K. K. Shailaja has received international attention for her leadership in tackling COVID-19 pandemic in Kerala. Till around mid-March, she gave daily press briefings. She was invited by the United Nations to participate in a panel discussion on United Nations Public Service Day 2020, for her efforts to fight COVID-19 in her state on 23 June 2020. The Guardian described her as "coronavirus slayer" and "rock star health minister". BBC News featured her among a list of Asian women corona fighters. She was also featured by Vogue Magazine as a "Vogue Warrior". The British magazine Prospect selected her as the world's 'top thinker' of 2020, pushing the prime minister of New Zealand Jacinda Ardern to the 2nd position. Financial Times named Shailaja as one of the world's most influential women of 2020.
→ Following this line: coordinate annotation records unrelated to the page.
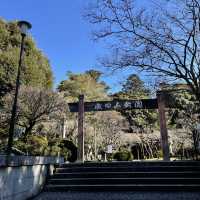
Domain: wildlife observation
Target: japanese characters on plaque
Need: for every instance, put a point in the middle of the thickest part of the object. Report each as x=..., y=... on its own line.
x=117, y=105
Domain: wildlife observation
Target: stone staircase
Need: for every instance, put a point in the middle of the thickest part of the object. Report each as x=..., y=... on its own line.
x=126, y=176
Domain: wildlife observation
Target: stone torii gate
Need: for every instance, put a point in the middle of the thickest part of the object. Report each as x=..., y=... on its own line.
x=158, y=103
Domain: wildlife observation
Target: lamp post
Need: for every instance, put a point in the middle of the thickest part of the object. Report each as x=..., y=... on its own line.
x=24, y=26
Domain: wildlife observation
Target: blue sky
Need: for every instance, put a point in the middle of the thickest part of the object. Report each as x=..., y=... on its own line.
x=62, y=34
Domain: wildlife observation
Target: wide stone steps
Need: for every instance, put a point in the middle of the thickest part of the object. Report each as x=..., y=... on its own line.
x=184, y=174
x=126, y=176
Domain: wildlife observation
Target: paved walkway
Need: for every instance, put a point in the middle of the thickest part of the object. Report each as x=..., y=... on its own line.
x=119, y=196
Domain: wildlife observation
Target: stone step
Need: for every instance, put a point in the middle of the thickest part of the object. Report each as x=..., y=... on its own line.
x=121, y=181
x=128, y=168
x=186, y=174
x=124, y=187
x=132, y=163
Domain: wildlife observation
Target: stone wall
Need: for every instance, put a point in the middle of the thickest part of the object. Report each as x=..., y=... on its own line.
x=22, y=177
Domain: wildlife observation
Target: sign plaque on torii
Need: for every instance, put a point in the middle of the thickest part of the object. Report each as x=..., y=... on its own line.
x=158, y=103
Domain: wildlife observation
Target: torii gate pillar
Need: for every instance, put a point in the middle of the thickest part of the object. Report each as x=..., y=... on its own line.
x=163, y=126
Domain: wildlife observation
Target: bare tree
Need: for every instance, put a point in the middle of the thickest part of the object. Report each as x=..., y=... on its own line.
x=162, y=37
x=36, y=106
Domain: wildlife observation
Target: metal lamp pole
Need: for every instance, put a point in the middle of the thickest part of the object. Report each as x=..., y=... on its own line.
x=24, y=26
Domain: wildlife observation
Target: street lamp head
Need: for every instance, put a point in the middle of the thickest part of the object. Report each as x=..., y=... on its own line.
x=24, y=26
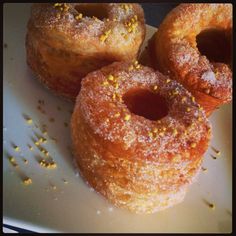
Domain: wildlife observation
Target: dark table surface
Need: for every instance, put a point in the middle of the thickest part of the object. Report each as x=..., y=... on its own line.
x=154, y=14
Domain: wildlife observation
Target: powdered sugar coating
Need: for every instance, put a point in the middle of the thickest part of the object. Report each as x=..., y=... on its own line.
x=113, y=146
x=176, y=51
x=135, y=132
x=63, y=46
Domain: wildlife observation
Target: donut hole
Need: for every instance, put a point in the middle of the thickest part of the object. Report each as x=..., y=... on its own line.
x=145, y=103
x=215, y=44
x=92, y=9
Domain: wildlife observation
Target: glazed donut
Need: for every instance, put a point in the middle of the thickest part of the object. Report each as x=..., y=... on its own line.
x=193, y=45
x=65, y=41
x=138, y=137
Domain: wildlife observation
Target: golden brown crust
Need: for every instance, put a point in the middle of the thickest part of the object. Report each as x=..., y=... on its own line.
x=61, y=49
x=176, y=52
x=119, y=157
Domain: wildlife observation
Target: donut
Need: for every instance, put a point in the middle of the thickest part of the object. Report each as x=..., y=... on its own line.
x=193, y=45
x=138, y=137
x=65, y=41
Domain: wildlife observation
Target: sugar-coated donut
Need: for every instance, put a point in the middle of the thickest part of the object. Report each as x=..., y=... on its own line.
x=138, y=136
x=65, y=41
x=193, y=44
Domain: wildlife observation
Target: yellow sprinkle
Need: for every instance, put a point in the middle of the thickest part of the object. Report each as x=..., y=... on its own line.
x=127, y=117
x=51, y=119
x=175, y=132
x=175, y=92
x=215, y=150
x=58, y=15
x=47, y=165
x=95, y=18
x=212, y=206
x=110, y=77
x=117, y=114
x=17, y=149
x=155, y=130
x=27, y=181
x=116, y=85
x=12, y=159
x=131, y=67
x=29, y=121
x=199, y=118
x=126, y=36
x=79, y=16
x=114, y=96
x=150, y=134
x=193, y=145
x=43, y=151
x=105, y=83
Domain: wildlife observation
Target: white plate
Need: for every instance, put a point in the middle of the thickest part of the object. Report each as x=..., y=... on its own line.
x=73, y=207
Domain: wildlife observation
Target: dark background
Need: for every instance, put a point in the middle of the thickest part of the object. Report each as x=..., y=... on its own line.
x=154, y=14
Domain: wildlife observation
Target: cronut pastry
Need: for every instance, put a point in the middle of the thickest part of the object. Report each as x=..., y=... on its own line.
x=138, y=136
x=65, y=41
x=193, y=45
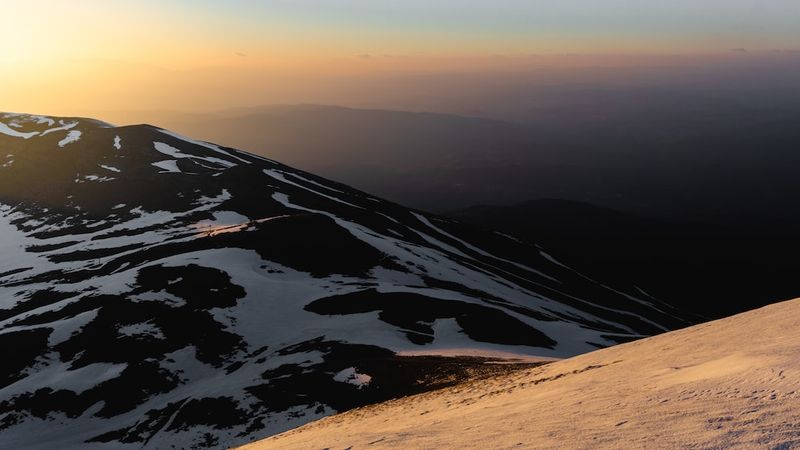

Her exclusion in the second Vijayan ministry, which includes all debutants except chief minister, was a subject of controversy in media outlets and in social media.

==Books==
KK Shailaja has authored three books:

- Indian Varthamanavum Sthreesamoohavum
- China: Rashtram, Rashtreeyam, Kazhchakal

=== Biography ===
- My Life as a Comrade: The Story of an Extraordinary Politician and the World That Shaped Her

==Electoral performance==

Election candidature history
| Election | Year | Party |  | Constituency | Opponent |  |  | Result | Margin |
| Loksabha | 2024 |  | CPI(M) | Vatakara |  | INC | Shafi Parambil | Lost | 114,506 |
| Kerala Legislative Assembly | 1996 |  | CPI(M) | Kuthuparamba |  | INC | M. P. Krishnan Nair | Won | 18,993 |
| 2006 |  | CPI(M) | Peravoor |  | INC | A. D. Mustafa | Won | 9,099 |
| 2011 |  | CPI(M) | Peravoor |  | INC | Sunny Joseph | Lost | 3,440 |
| 2016 |  | CPI(M) | Kuthuparamba |  | JD(U) | K. P. Mohanan | Won | 12,291 |
| 2021 |  | CPI(M) | Mattanur |  | RSP | Illikkal Augusthy | Won | 60,963 |
| 2026 |  | CPI(M) | Peravoor |  | INC | Sunny Joseph | Lost | 14,453 |

==Awards and honours==
In June 2020, Shailaja was honoured by the United Nations for her efforts to tackle the COVID-19 pandemic. She was among a few of the world leaders invited to speak on the occasion of the United Nations Public Service Day. K. K. Shailaja was awarded the Central European University (CEU) Open Society Prize for 2021, the honour was in recognition of her social commitment to public health services.